Bristowia heterospinosa

Scientific classification
- Domain: Eukaryota
- Kingdom: Animalia
- Phylum: Arthropoda
- Subphylum: Chelicerata
- Class: Arachnida
- Order: Araneae
- Infraorder: Araneomorphae
- Family: Salticidae
- Subfamily: Salticinae
- Genus: Bristowia
- Species: B. heterospinosa
- Binomial name: Bristowia heterospinosa Reimoser, 1934

= Bristowia heterospinosa =

- Authority: Reimoser, 1934

Species of spider

Bristowia heterospinosa is a species of jumping spider from Asia. It was first found on Krakatau, but later also in Vietnam, Malaysia, Singapore, China, Korea and Japan.

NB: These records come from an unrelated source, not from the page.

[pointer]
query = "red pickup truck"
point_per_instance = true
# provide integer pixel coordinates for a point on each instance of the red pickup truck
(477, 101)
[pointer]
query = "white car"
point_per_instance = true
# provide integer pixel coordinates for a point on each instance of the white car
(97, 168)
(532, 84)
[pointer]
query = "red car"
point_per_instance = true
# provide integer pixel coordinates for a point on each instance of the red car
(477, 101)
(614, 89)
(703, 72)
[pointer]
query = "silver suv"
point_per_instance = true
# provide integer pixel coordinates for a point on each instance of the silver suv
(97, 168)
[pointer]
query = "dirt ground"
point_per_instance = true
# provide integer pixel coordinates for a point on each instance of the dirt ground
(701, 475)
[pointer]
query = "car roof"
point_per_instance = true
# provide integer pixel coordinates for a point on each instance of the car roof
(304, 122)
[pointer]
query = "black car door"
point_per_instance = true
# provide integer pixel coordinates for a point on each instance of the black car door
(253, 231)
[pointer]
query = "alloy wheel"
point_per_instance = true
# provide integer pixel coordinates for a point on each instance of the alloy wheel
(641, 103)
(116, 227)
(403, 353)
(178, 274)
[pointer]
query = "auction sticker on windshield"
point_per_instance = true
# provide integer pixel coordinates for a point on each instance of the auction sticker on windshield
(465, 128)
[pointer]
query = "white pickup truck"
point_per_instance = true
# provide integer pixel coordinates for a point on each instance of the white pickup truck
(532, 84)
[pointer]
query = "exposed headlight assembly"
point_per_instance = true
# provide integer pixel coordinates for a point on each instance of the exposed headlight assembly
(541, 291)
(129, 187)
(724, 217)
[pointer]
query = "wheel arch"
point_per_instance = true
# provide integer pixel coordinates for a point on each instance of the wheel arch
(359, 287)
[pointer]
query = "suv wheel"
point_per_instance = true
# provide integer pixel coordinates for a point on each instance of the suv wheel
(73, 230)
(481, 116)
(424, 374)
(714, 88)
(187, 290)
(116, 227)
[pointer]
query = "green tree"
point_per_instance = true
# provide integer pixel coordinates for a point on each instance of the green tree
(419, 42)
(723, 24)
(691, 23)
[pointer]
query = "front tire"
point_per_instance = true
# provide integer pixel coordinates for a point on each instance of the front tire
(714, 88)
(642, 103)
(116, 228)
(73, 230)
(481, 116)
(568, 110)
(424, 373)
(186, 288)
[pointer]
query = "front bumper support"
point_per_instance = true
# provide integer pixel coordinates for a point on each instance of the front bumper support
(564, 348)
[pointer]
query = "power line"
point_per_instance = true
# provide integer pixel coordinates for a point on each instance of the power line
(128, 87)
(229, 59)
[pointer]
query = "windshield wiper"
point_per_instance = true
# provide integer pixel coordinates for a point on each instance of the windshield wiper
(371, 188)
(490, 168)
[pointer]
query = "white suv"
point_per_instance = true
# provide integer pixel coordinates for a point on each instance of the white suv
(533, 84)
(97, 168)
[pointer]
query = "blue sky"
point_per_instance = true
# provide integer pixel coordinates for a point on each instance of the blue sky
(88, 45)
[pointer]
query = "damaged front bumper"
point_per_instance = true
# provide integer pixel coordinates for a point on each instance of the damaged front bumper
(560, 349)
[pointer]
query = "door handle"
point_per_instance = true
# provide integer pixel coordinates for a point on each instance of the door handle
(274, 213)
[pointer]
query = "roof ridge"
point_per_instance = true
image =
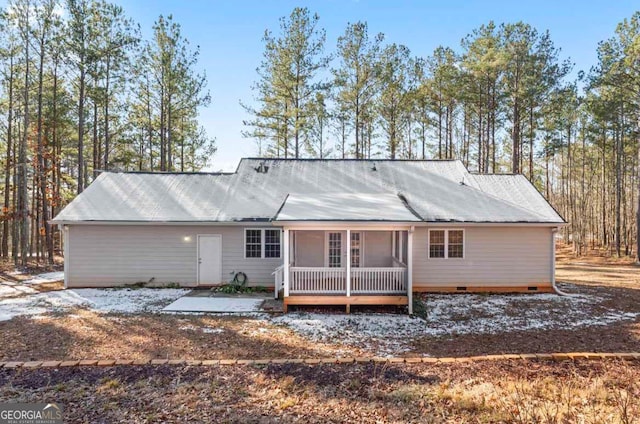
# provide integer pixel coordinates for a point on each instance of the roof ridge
(167, 173)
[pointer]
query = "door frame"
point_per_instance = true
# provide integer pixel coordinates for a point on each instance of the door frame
(198, 255)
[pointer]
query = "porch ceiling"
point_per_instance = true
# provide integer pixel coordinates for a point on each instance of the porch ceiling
(377, 207)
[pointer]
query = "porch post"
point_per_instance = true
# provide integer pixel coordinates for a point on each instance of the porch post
(410, 269)
(348, 263)
(286, 262)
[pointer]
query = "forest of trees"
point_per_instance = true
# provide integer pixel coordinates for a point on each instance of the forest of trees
(82, 92)
(504, 100)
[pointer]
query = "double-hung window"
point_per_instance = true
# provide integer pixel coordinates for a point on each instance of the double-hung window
(446, 244)
(262, 243)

Although it was the only species in its genus until 2004, when a second species was found in Africa, it is quite often found in habitats such as garden litter.

==Description==
Both sexes are from 3 to 4 mm long. The deep orange cephalothorax is almost rhombus shaped when viewed from the side. The eye field is black. The pale whitish orange, elongate oval abdomen is narrower than the front part. A darkish line runs like a ring around it when viewed from the top. Some dark marks are present.
The legs are relatively long and slender, with the first pair of legs much more robust than the others. The spines on the first pair are very long and strong, while those on the other legs are weak, and almost colorless, which gave the species its name. The robust parts of the front legs are brown, all the other segments and legs resemble the abdomen in color.